For an example an IRS agent is taught to go out and collect money under the guise of a tax.
Sherry Peel Jackson and Joe Banister, both former IRS employees, will be the first to tell you that the government’s education of tax laws is very limited. Due to the tax honesty people and groups around the country they
both discovered that they were, unwittingly, involved in a racketeering enterprise sponsored by the government.
Up to this point, how many people at that time were thinking that agent Jackson and Banister were corrupt and they were acting with criminal intent to steal your money?
Jackson and Banister both admit that they were honestly mistaken and they both decided to tell the world, in lieu of ceasing to be honest; but not without a price, Jackson was charged and convicted and sentenced, and Banister was indicted and won.

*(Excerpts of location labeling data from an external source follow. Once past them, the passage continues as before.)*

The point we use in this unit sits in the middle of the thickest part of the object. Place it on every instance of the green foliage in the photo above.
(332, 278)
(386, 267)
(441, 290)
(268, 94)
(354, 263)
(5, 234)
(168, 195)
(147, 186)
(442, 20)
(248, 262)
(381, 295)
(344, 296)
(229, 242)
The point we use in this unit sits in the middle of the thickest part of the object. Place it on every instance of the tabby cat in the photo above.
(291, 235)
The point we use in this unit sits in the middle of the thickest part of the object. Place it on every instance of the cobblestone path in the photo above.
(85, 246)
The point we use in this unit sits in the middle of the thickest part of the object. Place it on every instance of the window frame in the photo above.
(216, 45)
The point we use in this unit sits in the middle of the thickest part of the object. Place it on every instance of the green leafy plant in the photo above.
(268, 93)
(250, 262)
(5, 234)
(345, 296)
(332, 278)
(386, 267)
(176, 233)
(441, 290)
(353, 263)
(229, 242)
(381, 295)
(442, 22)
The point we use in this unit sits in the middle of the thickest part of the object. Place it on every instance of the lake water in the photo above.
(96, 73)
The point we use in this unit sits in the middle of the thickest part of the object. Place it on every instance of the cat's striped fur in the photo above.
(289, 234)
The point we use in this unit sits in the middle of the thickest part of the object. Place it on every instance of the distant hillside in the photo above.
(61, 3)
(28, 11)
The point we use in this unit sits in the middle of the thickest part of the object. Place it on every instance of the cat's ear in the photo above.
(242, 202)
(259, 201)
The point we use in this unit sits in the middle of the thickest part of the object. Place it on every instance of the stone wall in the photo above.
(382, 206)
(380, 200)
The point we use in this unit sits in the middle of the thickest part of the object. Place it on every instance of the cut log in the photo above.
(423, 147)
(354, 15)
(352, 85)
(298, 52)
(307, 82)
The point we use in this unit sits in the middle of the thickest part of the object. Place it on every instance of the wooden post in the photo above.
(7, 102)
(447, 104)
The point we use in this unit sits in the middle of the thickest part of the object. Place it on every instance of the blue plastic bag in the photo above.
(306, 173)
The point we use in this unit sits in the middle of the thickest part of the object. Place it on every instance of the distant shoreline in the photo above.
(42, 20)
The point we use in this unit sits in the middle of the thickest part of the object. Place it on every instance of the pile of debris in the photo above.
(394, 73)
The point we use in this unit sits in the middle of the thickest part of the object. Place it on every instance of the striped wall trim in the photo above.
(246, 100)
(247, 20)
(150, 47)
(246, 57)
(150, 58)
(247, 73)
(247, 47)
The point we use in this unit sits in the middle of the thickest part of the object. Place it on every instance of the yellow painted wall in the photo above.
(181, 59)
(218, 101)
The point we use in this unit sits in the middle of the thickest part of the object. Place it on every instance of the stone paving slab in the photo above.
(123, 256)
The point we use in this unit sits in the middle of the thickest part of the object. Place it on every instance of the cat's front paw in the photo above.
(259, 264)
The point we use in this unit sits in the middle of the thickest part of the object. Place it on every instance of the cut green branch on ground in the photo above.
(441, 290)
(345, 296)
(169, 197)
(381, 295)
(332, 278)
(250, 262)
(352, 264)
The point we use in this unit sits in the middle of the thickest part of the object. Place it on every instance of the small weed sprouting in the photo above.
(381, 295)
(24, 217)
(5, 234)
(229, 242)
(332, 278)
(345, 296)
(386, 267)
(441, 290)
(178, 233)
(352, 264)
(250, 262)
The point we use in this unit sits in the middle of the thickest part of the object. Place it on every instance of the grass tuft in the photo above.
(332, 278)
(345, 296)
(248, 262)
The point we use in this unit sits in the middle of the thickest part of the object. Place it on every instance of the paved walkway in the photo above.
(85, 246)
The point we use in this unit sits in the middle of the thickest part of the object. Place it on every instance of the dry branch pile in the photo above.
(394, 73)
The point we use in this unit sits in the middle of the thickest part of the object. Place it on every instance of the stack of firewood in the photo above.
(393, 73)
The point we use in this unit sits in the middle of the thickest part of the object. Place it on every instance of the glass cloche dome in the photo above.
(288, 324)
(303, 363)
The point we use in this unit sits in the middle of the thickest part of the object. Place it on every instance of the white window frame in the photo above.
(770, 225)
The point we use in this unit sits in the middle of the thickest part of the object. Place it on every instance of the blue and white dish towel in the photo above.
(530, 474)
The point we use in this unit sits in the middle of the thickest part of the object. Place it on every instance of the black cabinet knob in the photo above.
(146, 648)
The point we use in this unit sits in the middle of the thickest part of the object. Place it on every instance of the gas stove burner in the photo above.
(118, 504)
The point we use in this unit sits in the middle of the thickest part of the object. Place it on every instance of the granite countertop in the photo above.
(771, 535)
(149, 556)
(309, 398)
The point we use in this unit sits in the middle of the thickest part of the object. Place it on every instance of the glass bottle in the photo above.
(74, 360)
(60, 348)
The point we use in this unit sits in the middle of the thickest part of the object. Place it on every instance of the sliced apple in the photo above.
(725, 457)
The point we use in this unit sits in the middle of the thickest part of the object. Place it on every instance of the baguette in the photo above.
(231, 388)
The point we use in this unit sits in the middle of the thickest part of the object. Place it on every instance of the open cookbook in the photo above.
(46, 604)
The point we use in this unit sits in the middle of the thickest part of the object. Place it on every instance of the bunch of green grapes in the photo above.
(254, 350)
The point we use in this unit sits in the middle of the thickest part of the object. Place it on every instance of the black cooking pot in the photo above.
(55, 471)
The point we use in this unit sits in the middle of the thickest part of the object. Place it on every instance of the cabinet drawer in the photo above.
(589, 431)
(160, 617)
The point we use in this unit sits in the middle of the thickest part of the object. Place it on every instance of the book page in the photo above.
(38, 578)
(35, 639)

In contrast from another true story.
I had several agents pursuing me to pay an income tax, when I confronted them with the truth and the factual bases of why I believed that the law is perfect and must be complied with – all of it – even by the IRS and that I believed that the law must be applied openly and standing
on the FACT that only Congress writes the law, executive administrative regulations cannot deviate from statute. Thereupon asking them questions to dispute my interpretations of the tax code, which I adopted right out of David Myrland’s Criminal Complaint, that I sent to Congress they obviously chose to cease to be honest.
When it came to the following challenges they laid silent, in other words, they refused to
answer the questions:
Issue A: Respondent wants for requisite statutory authority to act against Petitioner;
Issue B: Respondent want for requisite statutory leave to operate [my favorite at my time in front of the grand jury];
Issue C: Petitioner must violate regulation to satisfy the IRS in its demands for a Form 1040, other;
Issue D: Petitioner violates 26 USC §§83, 212, 1001, 1011, and 1012 when reporting compensation for services as gross income.
On Issues A, in a civil case, the government asked for protective order to
protect the IRS from having to answer the questions THEY DO NOT WANT THE TRUTH TO GET OUT!!!